Al-Qur’an menetapkan sejumlah ketentuan-ketentuan yang mesti dipatuhi.


Akan tetapi, kadang-kadang suatu persoalan yang sudah ditetapkan tidak
berlaku kekal, terjadi perubahan terhadap ketentuan tersebut, suatu
ketentuan diganti dengan ketentuan lain guna memberikan kelapangan
kepada manusia. Namun, ayat al-Qur’an mengandung ketetapan yang telah
dirubah meski secara fungsi tidak diamalkan tapi masih terdapat dalam al-
Qur’an. Maka untuk memahami ayat-ayat seperti ini, seorang mufassir perlu
pula menguasai ilmu an-nasih wa al-mansukh .Di antara isi al-Qur‟an itu ada
yang dapat dipahami dengan mudah ada pula yang tidak, atau dengan kata
lain biasanya disebut dengan ayat-ayat muhkamat dan ayat-ayat
mutasyabihat, untuk memahami ayat-ayat muhakam tidak membutuhkan
penjelasan, karena ia memiliki makna yang jelas. seperti ini cenderung
menimbulkan keseragaman umat Islam dalam memahami dan
mengamalkannya. Lain halnya dengan ayat-ayat mutasyabihat ia memiliki
makna yang tersembunyi dan membutuhkan penjelasan secara rinci, namun
orang dapat memehami ayat-ayat ini secara zhanni. Para ulama‟ Dalam
menangkap makna atau menafsirkan ayat seperti ini, condong berbeda
argumen yang berpengaruh kepada kehidupan sosial juga membawakan
perbedaan dalam pengamalan. Hal inilah di antara factor penyebab yang
menimbulkan perbedaan mazhab dan keragaman masyarakat Islam dalam
mengamalkan ajaran agamanya.11 Perbincangan di atas menggambarkan,
bahwa ayat-ayat al-Qur’an itu jika dilihat dari aspek maknanya dapat
diklasifikasikan kepada dua hal.
1. Ayat yang mempunyai makna jelas atau pasti (muhkam)
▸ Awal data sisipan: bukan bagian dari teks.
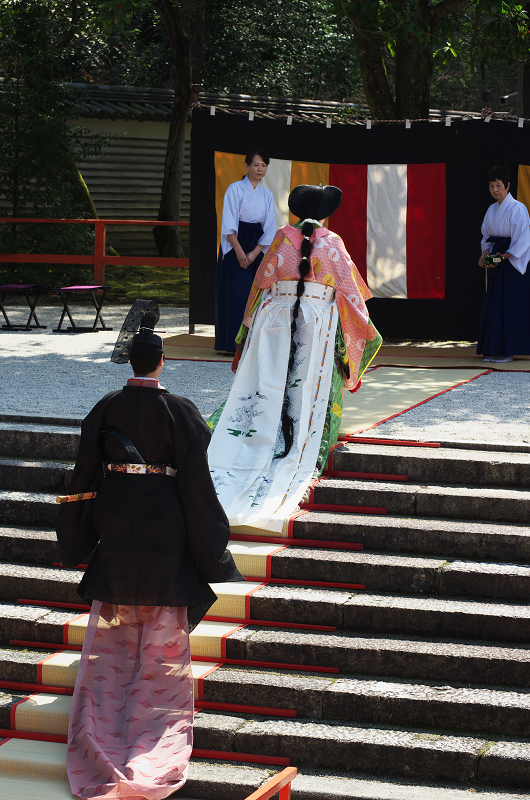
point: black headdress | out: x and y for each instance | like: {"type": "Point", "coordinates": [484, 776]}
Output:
{"type": "Point", "coordinates": [138, 328]}
{"type": "Point", "coordinates": [314, 202]}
2. Ayat yang bermakna tidak jelas (mutasyabih)
Pada bagian kedua ini di antaranya dapat dijangkau maknanya oleh
manusia melalui ijtihad. Selain itu terdapat juga lafal-lafal yang terkandung
dalam firman Allah Swt yang tidak mungkin daketahui maknanya oleh
manusia, seperti ayat yang terdiri dari huruf muqaththa‟ah (huruf potong)
yang biasanya terletak di awal sebagian surah.